Bill Hauck
TMWA Senior Hydrologist
Our region is still in the midst of a severe drought and upstream reservoir storage in the Truckee River watershed is extremely low. The elevation of Lake Tahoe continues to drop and is now just two inches above its natural rim. Consequently, very little water is making its way into the Truckee River, and flow at the California-Nevada state line is just a fraction of what it normally is this time of the year—approximately 87 cubic feet per second this morning.
TMWA continues to make supplemental releases of water from our drought storage in Donner Lake in order to meet the demands of our water customers. These reservoir releases will continue through the end of this month and well into October. To date, we have released about 4,000 acre feet, or roughly 15%, of our upstream drought reserves in order to keep our surface water treatment plants on-line. In addition to making releases from upstream drought reserves, TMWA has been running the majority of our production wells over the last month. This offsets the amount of surface water TMWA would otherwise need to release from upstream reserves. The more water we keep stored upstream in reserve the better, just in case we experience another dry winter.
Customer demand averaged 92.8 million gallons a day last week.
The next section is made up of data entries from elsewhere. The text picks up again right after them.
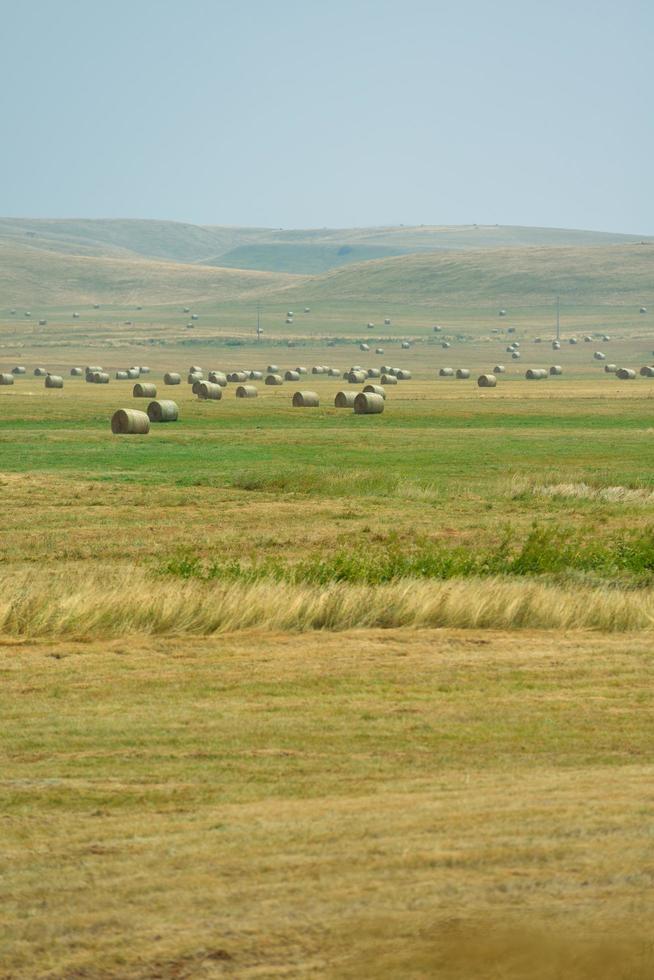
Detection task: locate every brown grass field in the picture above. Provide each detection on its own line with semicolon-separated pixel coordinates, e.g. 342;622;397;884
0;245;654;980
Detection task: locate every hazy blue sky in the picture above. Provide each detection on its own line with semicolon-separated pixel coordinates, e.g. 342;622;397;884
0;0;654;234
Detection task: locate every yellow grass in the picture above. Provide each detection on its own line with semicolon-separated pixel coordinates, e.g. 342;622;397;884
0;566;654;638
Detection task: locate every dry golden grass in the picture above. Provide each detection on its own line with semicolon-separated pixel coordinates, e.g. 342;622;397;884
0;566;654;639
0;631;654;980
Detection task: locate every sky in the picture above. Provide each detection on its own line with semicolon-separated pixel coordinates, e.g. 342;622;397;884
0;0;654;235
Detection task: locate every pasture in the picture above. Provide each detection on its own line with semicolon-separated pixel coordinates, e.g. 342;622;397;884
0;300;654;980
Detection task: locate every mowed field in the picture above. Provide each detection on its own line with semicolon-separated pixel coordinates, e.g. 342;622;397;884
0;287;654;980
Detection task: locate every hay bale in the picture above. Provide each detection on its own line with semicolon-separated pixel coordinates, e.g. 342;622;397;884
193;381;223;402
132;381;157;398
147;399;179;422
334;391;357;408
293;391;320;408
111;408;150;435
362;385;386;398
354;391;384;415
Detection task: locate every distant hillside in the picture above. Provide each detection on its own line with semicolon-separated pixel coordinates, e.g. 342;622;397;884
276;245;654;307
0;218;654;275
0;243;298;309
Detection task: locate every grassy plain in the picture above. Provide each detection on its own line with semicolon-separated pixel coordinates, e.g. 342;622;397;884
0;270;654;980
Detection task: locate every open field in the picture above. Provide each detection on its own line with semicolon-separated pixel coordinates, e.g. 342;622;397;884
0;223;654;980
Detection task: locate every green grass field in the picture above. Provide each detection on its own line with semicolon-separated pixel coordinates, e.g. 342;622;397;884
0;223;654;980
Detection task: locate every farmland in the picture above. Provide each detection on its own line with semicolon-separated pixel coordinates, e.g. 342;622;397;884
0;227;654;980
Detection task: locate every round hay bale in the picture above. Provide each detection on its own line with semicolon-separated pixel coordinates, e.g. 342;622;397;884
236;385;259;398
334;391;357;408
111;408;150;435
147;399;179;422
193;381;223;402
293;391;320;408
132;381;157;398
354;391;384;415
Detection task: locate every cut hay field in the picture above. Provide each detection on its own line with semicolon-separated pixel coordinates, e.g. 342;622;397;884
0;251;654;980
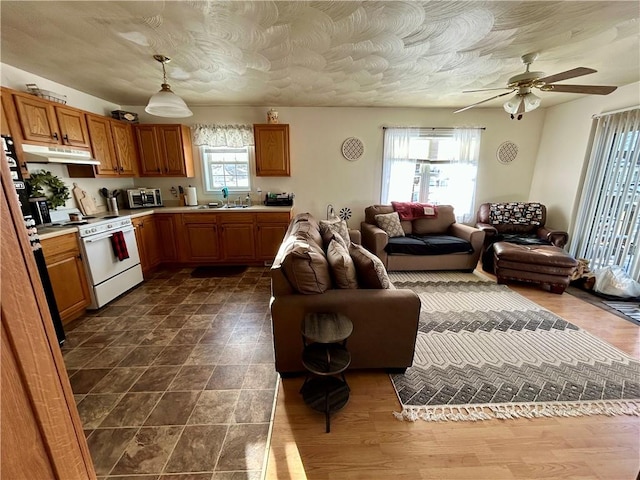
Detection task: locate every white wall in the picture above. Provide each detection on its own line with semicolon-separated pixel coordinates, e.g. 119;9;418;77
0;60;545;223
0;63;133;210
529;83;640;231
122;106;545;227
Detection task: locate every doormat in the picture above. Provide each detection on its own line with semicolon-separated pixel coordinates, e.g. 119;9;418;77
565;285;640;326
191;265;247;278
389;272;640;421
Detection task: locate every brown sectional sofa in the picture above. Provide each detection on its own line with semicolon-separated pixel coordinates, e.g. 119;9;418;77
360;205;484;271
270;214;420;375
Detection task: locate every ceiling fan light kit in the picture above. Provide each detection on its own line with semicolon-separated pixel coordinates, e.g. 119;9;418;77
144;55;193;118
453;53;618;120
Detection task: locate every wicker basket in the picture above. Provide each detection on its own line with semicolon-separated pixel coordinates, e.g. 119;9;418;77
27;83;67;105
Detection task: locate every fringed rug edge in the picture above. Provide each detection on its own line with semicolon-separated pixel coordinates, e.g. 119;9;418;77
393;400;640;422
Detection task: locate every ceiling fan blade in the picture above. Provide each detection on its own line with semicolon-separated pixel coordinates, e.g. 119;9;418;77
538;67;597;83
462;87;511;93
453;89;515;113
540;85;618;95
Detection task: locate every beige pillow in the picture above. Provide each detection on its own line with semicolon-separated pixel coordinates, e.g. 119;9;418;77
327;237;358;288
375;212;404;238
320;217;351;247
349;243;391;288
282;240;332;294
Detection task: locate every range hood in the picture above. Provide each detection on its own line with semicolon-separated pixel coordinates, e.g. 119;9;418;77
22;144;100;165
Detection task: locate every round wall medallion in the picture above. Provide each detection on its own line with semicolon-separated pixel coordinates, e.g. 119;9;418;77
342;137;364;162
496;140;518;163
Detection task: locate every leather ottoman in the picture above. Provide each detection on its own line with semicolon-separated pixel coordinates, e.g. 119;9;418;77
493;242;578;294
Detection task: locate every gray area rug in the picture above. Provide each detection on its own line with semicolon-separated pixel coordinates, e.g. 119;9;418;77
389;272;640;421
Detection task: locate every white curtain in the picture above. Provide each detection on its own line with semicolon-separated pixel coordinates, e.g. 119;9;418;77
448;128;482;223
569;108;640;281
380;128;420;205
191;124;254;148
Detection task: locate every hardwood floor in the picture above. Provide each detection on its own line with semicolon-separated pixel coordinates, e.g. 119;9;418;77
266;272;640;480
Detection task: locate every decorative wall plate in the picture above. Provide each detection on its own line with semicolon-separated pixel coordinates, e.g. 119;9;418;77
342;137;364;162
496;140;518;164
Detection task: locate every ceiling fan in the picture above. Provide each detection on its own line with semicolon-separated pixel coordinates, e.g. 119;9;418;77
453;53;618;120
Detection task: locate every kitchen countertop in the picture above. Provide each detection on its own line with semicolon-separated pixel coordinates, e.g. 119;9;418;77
37;205;293;240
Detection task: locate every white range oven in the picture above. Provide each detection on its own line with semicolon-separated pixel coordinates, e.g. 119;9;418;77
78;216;142;310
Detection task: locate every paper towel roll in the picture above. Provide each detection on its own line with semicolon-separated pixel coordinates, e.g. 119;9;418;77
185;187;198;206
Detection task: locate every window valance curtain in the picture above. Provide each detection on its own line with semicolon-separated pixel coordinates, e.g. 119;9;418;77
191;124;254;148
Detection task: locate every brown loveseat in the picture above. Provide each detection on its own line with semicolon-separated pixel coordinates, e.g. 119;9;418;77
360;205;484;271
271;214;420;375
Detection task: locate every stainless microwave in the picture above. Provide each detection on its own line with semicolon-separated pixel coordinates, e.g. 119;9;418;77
127;188;162;208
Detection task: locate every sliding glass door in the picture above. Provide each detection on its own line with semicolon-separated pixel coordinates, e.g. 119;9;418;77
570;109;640;281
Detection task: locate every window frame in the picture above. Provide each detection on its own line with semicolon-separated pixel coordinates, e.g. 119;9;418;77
199;145;254;193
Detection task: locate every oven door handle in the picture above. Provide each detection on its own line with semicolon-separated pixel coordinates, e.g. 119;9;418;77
82;228;133;243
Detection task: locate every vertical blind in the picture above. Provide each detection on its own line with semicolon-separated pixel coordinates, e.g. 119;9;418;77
569;108;640;281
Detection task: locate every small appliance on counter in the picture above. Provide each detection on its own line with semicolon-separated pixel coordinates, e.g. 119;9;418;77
29;197;51;225
264;192;295;207
126;187;163;208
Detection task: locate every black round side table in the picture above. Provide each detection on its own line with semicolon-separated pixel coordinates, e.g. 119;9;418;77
300;313;353;433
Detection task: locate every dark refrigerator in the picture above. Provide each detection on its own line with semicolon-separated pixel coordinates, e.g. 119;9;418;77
2;135;65;345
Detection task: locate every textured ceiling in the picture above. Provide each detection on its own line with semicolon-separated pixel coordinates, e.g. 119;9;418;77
0;0;640;107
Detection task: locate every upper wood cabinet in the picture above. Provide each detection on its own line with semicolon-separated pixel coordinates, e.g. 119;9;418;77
80;113;137;177
135;125;194;177
253;123;291;177
13;92;89;148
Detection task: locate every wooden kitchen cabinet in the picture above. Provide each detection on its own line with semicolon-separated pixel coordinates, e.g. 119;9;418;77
218;213;256;263
13;92;89;148
41;233;91;323
135;125;194;177
180;213;220;262
0;89;31;179
131;214;161;277
253;123;291;177
154;213;179;263
76;113;137;177
256;213;291;262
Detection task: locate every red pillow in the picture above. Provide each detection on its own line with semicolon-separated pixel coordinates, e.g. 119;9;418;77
391;202;438;220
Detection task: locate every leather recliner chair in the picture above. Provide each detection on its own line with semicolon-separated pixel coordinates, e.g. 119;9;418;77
476;202;569;272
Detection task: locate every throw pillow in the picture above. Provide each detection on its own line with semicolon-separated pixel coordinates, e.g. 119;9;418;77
349;243;391;288
320;217;351;248
375;212;404;238
327;238;358;288
282;240;331;294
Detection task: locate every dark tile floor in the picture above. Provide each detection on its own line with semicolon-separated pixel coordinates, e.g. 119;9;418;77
62;267;277;480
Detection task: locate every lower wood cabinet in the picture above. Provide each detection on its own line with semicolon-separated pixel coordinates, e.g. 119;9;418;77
218;213;256;263
256;213;291;262
153;213;179;263
132;212;291;266
180;213;220;263
41;233;91;323
131;214;161;277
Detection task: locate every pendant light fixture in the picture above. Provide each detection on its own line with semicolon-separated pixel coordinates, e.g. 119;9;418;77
144;55;193;118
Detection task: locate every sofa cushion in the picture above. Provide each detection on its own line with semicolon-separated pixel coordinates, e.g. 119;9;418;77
282;239;332;294
327;238;358;288
349;243;391;288
288;220;323;248
320;217;351;247
376;212;404;238
384;235;473;255
411;205;456;235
Year-to-date consumption is now 98.6% of 2013. Total customer demand is down a total of 6% over the first eight weeks of our voluntary conservation campaign (compared to the same eight weeks in 2013). Estimated “outdoor water usage” over the same period is down roughly 8.5% over the same period. This is less than the 10% reduction in outdoor watering we were hoping for, so we are asking customers to be especially vigilant in their conservation efforts during the tail end of the warm season. Again, every gallon of water customers conserve now by paying extra attention to their outdoor watering practices can be saved upstream in reserve for next summer.